Small block 8 tomac Kevlar. They are more expensive than the standard SB8 but can run up to 80psi as compared to 50psi. Better for keeping speed and saving rims from ramp thrashing


----------



## The Sagebrush Slug (Jan 12, 2004)

cmc4130 said:


> Intense Micro Knobby
> Intense Tire Systems MK2 Microknobby Tire - Reviews, Comparisons, Specs - Mountain Bike Tires - Vital MTB


The Intense MK2s aren't available any more. I had them before and they're good tires, but seem to cut easily.

I'm also not sure why anybody would recommend a knobby? I don't ride that terrain specifically, but I don't get it.

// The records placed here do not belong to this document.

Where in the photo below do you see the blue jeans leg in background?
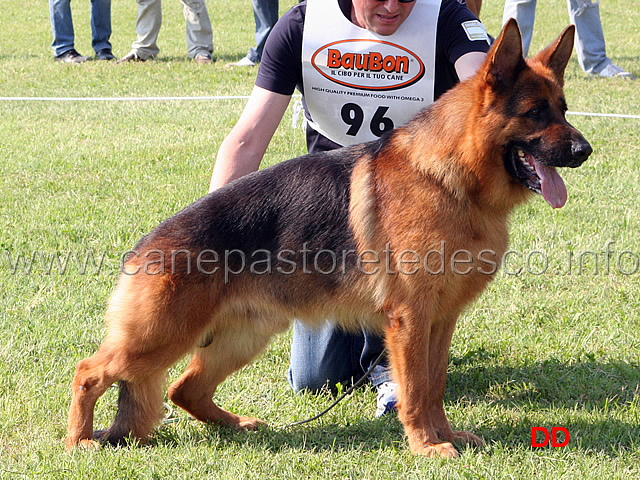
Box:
[502,0,536,57]
[91,0,111,52]
[288,320,391,392]
[567,0,611,73]
[247,0,278,63]
[49,0,74,57]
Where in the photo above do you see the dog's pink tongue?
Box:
[534,161,567,208]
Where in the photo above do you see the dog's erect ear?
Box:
[534,25,576,85]
[485,18,526,90]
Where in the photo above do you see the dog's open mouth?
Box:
[507,147,567,208]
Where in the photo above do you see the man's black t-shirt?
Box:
[256,0,489,152]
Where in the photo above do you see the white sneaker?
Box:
[228,57,257,67]
[376,382,398,418]
[598,63,633,78]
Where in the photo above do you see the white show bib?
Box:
[302,0,441,146]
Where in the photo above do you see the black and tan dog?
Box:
[67,20,591,457]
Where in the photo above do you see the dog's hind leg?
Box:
[66,342,188,448]
[169,320,275,430]
[66,275,210,448]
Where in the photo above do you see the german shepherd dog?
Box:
[66,20,592,457]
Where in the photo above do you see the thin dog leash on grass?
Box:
[162,349,386,430]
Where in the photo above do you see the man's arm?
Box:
[209,87,291,192]
[454,52,487,82]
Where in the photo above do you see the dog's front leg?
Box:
[386,305,458,458]
[429,316,484,446]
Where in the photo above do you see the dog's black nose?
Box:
[571,139,593,166]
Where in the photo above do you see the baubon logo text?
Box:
[311,39,425,90]
[327,48,409,73]
[531,427,569,448]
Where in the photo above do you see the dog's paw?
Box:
[65,437,100,452]
[235,417,267,431]
[413,442,458,459]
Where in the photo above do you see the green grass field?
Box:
[0,0,640,480]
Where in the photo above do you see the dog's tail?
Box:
[95,375,165,445]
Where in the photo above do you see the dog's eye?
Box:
[524,105,549,120]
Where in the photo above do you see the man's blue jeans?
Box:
[288,320,391,392]
[247,0,278,63]
[49,0,111,57]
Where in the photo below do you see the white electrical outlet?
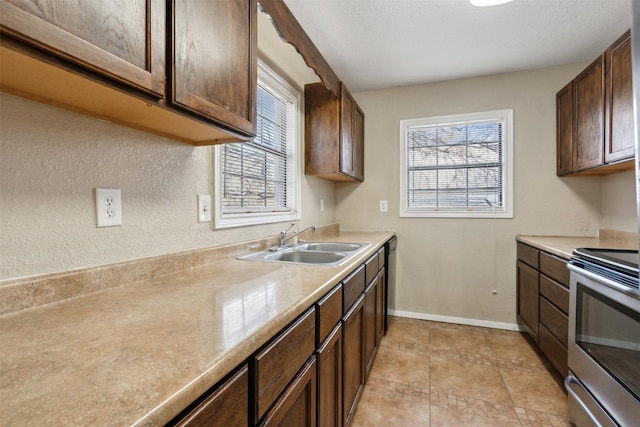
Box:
[198,194,211,222]
[96,188,122,227]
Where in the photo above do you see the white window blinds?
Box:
[221,85,295,213]
[401,110,511,216]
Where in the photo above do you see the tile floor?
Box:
[352,317,571,427]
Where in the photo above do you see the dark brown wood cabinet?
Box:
[572,55,604,172]
[168,365,249,427]
[0,0,257,145]
[0,0,166,97]
[258,357,317,427]
[251,308,316,423]
[604,31,635,164]
[342,295,365,426]
[316,322,343,427]
[170,0,257,135]
[305,83,364,181]
[516,260,540,341]
[556,31,635,176]
[516,242,569,376]
[168,241,386,427]
[556,82,573,176]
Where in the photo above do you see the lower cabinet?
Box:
[342,295,365,426]
[316,323,343,427]
[516,260,540,340]
[168,364,249,427]
[168,241,386,427]
[364,276,382,382]
[516,242,569,376]
[258,357,317,427]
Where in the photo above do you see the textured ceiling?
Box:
[285,0,631,92]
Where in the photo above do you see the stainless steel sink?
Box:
[296,242,365,252]
[265,249,347,264]
[238,242,369,267]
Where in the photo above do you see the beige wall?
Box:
[602,171,638,233]
[0,12,336,280]
[336,64,635,324]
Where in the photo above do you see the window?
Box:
[214,62,300,228]
[400,110,513,218]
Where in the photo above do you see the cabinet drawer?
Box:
[540,252,569,288]
[518,242,540,270]
[169,365,249,427]
[378,246,385,271]
[540,297,569,347]
[538,324,569,377]
[342,265,365,314]
[253,308,316,423]
[364,253,378,286]
[316,285,342,347]
[540,274,569,314]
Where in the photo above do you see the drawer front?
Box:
[342,265,365,314]
[174,365,249,427]
[253,308,316,423]
[540,252,569,288]
[540,297,569,347]
[538,324,569,377]
[364,253,378,285]
[316,285,342,348]
[518,242,540,270]
[540,274,569,314]
[378,246,385,271]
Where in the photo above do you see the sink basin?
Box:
[265,248,347,264]
[238,242,369,267]
[296,242,365,252]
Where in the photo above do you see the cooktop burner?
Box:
[569,248,639,291]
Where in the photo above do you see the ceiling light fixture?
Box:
[469,0,513,7]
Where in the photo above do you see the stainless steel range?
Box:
[565,248,640,426]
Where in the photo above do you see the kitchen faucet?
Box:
[280,223,316,247]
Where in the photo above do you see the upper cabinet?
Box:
[305,83,364,181]
[0,0,166,98]
[0,0,257,145]
[556,31,635,176]
[170,0,257,135]
[604,31,635,163]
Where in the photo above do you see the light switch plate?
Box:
[198,194,211,222]
[96,188,122,227]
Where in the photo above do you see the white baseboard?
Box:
[388,310,523,332]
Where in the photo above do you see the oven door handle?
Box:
[564,375,602,427]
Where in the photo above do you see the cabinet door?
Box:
[604,32,635,163]
[376,269,386,346]
[342,296,365,426]
[516,260,540,342]
[169,365,249,427]
[0,0,166,97]
[573,57,604,172]
[258,357,316,427]
[364,276,378,382]
[316,322,342,427]
[340,86,355,176]
[556,82,573,176]
[353,103,364,181]
[170,0,257,136]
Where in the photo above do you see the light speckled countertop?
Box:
[0,232,393,426]
[516,232,638,260]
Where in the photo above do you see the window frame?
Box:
[213,60,302,229]
[398,109,513,218]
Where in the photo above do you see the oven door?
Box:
[567,265,640,426]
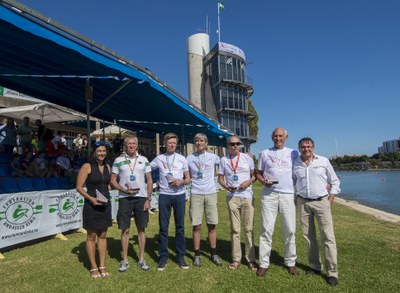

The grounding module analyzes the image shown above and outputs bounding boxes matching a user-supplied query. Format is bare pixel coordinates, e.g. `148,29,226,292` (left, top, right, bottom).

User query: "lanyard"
194,153,206,171
125,154,138,174
229,153,240,174
165,153,175,173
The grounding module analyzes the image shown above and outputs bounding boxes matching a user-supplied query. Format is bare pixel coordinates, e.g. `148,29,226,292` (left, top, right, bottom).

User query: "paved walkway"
334,197,400,224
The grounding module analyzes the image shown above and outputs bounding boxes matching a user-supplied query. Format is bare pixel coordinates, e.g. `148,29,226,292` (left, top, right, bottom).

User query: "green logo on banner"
0,196,43,230
49,191,84,220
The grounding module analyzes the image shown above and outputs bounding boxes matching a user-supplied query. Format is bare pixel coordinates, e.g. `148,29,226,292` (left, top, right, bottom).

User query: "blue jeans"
158,193,186,261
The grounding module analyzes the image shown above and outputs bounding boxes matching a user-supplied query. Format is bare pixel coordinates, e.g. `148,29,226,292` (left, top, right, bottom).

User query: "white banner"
0,189,118,248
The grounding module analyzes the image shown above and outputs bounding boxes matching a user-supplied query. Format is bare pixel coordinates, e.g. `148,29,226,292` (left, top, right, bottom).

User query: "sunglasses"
94,141,110,146
229,142,242,146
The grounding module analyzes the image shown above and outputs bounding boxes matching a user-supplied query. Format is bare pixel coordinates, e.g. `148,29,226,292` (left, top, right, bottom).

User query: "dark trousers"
158,193,186,261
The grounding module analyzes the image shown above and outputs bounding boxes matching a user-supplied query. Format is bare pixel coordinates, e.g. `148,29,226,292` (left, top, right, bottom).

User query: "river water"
337,171,400,215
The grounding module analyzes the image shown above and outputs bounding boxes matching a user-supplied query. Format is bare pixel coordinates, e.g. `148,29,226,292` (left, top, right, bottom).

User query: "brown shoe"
248,261,258,272
287,266,300,276
256,267,268,277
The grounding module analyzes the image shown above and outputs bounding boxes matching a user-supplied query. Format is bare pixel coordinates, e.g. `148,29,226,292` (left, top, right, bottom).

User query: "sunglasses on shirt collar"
94,141,110,146
229,142,242,146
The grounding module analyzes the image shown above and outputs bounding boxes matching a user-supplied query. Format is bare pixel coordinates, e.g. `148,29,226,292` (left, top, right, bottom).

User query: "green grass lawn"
0,181,400,293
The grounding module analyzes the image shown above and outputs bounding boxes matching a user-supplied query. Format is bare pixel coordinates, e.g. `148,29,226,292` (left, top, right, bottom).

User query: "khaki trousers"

I picked up a pair of these the other day; they're awesome on hard pack and hard pack with a thin layer of sand on it:Products Tyres Supermoto

I don't see why they wouldn't work better than any knobby tire on wood & concrete.


----------



## unrooted (Jul 31, 2007)

Maxxis dth


----------



## The Sagebrush Slug (Jan 12, 2004)

unrooted said:


> Maxxis dth


Zactly.


----------



## DOCRIGID (Sep 16, 2009)

bontrager g1, only cause microknobby is not available anymore. Very pleased with the G1. rode a pair all last winter at Ray's, and have had a few days on em at the DJ park. roll fast, good grip, so far wearing very well.


----------



## Rovert86 (Jan 20, 2015)

seems like there isnt much for 650's as far as the goes. only thing i foud i kinda like Booze Light - Vittoria.com
i like that maxxis tires but not 27.5


----------



## WerkBMX (Jul 20, 2015)

Does anyone have any updated availability info or opinions/ reviews for the 650b sizes? 

Thanks


----------